Published work: I am author of two books: RETURN OF THE CONDOR: The Race to Save Our Largest Bird from Extinction (Lyons Press) and JUST IN CASE: Disaster Preparedness and Emergency Self Help (Chronicle Books). I have also contributed to two other books: 2006 Writer’s Market and The Best of Novel Advice.

In addition, I have written on many topics and have published articles and stories that appeared in publications such as the Christian Science Monitor, San Francisco Chronicle, Smithsonian Magazine, Birder’s World, Orion, Audubon California, and elsewhere.

Have you always focused on writing nonfiction or do you do other types of writing as well?

About the only genre I haven’t attempted to write is a screenplay. The diversity of my writing experience has been helpful in honing my craft, and my narrative nonfiction work draws heavily on my background writing fiction and poetry.

In recent years, I have focused more and more on narrative nonfiction. I love being able to take real events and use fiction techniques to bring a story alive for readers.

What’s the best piece of writing advice you’ve ever received (and from whom)?

I spent a number of years working in journalism and public relations. But, the stories I could tell were often limited by the context of the job. I got to the point where I felt I wasn’t reaching my full writing potential. One day, I had a conversation with a wise friend who suggested connecting with writing in a different way. “Just write about something you care about,” she said. “See what happens.”

I took my friend’s advice and decided to try writing some pieces in my spare time using only two criteria: 1) the topic must interest me and 2) I could tell a good story that had heart. I began with a piece about my father’s death. As I wrote it, a floodgate of emotion opened up. I was writing something that came from deep within me, and when I finished I felt a profound sense of fulfillment. Having never done any freelancing, I sent the piece to Esquire magazine, not realizing that I had zero chance of getting it accepted. However, an Esquire editor liked it enough to take the time to send me a handwritten letter saying that while they couldn’t publish it, he thought the piece was good and he encouraged me to continue my writing. And so I did. Bit by bit, I started accumulating a resume of publications and awards. When I look back, that story about my dad was a pivotal piece of writing.

What advice would you give other writers?

I would start with the same advice that I received: write on topics that you are passionate about, write from your heart.

And, here are a couple of additional thoughts. In his book How To Write: Advice and Reflections, Pulitzer Prize-winning author Richard Rhodes recounts how he once worked for Conrad Knickerbocker, an editor with a single, rather colorful rule for achieving writing success: “Apply your ass to a chair.” If you want one rule, that’s a pretty good one. So, I guess I would say to someone starting out: Be persistent. Keep improving your craft.
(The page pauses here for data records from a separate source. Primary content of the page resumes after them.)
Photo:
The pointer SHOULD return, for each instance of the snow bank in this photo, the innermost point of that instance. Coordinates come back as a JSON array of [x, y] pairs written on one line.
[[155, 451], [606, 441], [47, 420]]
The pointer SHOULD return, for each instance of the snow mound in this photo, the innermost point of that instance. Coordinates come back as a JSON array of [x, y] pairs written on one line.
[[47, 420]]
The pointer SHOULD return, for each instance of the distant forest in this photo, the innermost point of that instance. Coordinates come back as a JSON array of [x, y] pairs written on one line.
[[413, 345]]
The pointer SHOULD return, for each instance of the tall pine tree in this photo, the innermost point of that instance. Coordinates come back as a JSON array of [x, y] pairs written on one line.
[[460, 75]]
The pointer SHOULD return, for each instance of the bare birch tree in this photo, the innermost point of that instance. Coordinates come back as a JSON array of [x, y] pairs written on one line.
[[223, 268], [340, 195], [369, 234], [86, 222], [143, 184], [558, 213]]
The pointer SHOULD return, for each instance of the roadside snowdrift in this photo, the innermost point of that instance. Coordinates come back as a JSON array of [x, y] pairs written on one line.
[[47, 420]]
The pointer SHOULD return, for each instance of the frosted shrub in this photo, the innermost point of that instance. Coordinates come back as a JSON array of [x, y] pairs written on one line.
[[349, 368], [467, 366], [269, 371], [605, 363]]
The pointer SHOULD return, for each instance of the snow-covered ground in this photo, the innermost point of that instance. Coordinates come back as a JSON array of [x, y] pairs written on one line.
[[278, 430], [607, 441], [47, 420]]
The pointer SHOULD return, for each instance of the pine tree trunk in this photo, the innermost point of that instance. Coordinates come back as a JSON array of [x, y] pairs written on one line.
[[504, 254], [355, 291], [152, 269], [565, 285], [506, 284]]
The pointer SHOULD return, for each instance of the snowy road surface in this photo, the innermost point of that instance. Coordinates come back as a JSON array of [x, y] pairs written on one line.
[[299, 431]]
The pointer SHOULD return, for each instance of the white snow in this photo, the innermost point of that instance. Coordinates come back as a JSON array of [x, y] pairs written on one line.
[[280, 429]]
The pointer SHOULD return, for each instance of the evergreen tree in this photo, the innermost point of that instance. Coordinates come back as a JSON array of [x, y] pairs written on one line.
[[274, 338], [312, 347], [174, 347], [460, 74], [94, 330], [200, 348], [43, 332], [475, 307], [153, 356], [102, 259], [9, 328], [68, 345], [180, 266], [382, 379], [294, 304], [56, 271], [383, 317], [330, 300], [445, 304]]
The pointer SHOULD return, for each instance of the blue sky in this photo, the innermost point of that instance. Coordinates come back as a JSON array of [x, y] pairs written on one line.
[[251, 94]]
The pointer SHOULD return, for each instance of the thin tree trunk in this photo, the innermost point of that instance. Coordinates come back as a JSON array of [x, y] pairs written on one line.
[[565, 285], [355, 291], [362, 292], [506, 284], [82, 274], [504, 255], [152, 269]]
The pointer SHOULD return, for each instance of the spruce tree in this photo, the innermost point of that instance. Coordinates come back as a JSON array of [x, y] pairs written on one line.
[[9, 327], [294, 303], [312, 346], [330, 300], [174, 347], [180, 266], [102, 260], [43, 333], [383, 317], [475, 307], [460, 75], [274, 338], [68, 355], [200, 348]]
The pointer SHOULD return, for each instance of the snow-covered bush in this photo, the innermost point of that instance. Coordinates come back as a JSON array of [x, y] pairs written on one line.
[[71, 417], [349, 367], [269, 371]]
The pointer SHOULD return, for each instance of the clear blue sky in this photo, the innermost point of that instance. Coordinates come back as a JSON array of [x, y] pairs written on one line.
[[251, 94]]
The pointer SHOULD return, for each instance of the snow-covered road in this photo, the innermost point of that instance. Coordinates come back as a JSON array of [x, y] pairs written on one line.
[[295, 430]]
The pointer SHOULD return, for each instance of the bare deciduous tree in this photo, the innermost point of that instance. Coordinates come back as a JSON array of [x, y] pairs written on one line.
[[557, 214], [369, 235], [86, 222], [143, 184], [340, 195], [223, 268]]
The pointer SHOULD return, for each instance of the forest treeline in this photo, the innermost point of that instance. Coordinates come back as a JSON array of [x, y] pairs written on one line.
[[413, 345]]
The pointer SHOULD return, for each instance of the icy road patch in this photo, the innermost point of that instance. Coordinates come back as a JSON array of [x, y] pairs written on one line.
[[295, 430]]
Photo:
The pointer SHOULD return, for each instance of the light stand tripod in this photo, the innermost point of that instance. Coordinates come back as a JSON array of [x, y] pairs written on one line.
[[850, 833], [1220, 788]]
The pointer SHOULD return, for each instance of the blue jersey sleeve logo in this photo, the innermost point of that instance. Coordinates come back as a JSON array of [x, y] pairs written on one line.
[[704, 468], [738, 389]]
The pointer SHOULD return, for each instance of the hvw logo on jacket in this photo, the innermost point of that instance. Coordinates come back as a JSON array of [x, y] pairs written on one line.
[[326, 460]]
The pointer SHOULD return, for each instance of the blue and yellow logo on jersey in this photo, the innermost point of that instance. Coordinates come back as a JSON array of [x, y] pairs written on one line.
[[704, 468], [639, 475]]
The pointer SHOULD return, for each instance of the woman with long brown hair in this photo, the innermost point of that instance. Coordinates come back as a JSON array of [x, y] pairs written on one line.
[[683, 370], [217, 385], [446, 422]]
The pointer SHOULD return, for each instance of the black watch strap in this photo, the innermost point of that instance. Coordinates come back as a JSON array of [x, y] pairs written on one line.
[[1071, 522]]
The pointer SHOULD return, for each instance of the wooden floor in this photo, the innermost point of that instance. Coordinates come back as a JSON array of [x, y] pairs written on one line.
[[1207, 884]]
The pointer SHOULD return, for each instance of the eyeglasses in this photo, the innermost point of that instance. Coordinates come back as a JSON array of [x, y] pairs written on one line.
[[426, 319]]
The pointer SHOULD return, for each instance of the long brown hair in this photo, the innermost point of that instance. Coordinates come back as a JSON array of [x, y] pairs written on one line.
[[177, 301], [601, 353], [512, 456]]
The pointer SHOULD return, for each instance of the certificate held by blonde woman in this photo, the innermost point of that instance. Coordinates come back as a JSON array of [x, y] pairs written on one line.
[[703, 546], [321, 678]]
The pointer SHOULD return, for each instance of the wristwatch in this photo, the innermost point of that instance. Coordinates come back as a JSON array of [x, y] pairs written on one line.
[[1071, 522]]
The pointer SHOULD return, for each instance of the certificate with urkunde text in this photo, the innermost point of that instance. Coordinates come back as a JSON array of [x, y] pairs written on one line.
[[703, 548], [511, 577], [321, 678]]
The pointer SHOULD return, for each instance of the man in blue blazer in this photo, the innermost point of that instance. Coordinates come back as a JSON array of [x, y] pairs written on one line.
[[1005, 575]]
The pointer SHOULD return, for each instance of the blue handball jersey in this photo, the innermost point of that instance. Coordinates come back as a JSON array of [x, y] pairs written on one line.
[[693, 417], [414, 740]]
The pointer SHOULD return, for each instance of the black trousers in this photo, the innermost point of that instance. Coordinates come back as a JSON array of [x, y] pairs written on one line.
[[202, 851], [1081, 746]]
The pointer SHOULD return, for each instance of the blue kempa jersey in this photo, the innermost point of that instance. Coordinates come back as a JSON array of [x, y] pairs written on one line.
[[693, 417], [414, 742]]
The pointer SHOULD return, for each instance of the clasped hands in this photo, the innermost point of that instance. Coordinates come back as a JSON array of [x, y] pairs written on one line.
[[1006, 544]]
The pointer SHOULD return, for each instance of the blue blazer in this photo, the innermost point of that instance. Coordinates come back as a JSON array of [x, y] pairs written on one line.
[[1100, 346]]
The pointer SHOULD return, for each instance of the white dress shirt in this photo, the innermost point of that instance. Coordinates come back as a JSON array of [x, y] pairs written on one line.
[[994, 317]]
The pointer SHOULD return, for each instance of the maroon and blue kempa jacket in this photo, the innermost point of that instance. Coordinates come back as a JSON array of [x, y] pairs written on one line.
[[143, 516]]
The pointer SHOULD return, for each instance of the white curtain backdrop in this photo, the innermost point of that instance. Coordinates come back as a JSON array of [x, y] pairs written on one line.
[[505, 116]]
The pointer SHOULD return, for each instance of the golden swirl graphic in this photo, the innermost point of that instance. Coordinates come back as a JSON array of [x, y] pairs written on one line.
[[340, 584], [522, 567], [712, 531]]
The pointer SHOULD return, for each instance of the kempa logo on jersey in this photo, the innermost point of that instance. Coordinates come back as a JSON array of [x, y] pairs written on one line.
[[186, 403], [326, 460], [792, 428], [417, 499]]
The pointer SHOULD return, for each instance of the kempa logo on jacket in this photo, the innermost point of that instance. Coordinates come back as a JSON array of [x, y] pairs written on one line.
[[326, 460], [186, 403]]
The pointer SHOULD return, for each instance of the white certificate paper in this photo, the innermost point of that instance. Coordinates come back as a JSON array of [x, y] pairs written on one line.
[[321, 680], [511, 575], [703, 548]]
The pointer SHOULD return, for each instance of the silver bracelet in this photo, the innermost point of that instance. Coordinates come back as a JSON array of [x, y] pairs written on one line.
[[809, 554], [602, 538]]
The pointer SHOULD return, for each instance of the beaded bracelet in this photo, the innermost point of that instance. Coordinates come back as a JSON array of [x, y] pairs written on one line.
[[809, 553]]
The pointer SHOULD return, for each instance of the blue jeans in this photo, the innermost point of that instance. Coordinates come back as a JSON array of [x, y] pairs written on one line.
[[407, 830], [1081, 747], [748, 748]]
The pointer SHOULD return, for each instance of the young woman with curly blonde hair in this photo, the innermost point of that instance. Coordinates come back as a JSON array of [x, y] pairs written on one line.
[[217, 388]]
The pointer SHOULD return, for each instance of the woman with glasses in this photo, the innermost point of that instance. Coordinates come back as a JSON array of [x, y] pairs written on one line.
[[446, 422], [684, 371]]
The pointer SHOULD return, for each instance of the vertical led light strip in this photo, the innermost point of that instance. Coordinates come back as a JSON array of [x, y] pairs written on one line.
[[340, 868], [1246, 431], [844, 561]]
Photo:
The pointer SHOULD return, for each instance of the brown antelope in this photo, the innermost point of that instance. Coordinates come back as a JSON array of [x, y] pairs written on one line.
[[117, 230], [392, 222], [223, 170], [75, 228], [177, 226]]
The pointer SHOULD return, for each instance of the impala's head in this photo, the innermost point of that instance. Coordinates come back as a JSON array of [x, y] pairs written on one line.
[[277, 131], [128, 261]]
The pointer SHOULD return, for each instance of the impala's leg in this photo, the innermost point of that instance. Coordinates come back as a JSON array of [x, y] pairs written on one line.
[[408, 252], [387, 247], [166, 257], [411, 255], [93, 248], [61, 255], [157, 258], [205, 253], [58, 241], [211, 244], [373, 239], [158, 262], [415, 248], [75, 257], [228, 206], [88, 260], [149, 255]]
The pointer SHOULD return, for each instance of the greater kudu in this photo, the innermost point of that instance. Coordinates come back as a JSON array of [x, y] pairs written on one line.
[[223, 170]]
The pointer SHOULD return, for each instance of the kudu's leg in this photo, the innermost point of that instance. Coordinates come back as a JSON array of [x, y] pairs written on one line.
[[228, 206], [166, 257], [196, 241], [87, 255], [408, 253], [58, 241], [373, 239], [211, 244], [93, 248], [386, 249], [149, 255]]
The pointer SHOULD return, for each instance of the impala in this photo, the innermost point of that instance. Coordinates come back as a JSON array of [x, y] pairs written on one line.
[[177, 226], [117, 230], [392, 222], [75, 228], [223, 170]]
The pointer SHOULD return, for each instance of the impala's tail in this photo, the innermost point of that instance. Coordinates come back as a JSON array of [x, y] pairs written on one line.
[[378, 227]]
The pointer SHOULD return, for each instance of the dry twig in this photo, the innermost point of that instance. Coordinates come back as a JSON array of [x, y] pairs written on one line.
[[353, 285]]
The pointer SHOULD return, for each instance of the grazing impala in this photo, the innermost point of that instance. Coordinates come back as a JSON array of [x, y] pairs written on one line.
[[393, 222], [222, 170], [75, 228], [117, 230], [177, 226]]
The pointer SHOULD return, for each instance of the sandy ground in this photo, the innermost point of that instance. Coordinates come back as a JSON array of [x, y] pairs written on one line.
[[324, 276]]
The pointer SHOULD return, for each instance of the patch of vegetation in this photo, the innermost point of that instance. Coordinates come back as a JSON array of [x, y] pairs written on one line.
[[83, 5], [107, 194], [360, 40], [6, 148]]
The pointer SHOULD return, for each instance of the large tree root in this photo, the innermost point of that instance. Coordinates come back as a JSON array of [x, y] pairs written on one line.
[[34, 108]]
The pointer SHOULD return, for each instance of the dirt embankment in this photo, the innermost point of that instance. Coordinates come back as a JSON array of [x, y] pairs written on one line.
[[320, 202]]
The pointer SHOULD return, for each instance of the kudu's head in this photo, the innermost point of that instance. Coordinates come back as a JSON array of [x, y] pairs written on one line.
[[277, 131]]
Have faith that everything will work out even when clouds darken the horizon. Love your work. Keep coming back to your writing chair.

What’s next for you?

I am very focused on building on the momentum my writing has generated. Right now I am hard at work on ideas for a new book. In addition, I am constantly developing compelling stories for articles—such as “Condors in a Coal Mine”—that use my interviewing and investigative skills to tell a great narrative nonfiction story. In particular, I am very interested in the stories of people working to preserve biodiversity across the planet.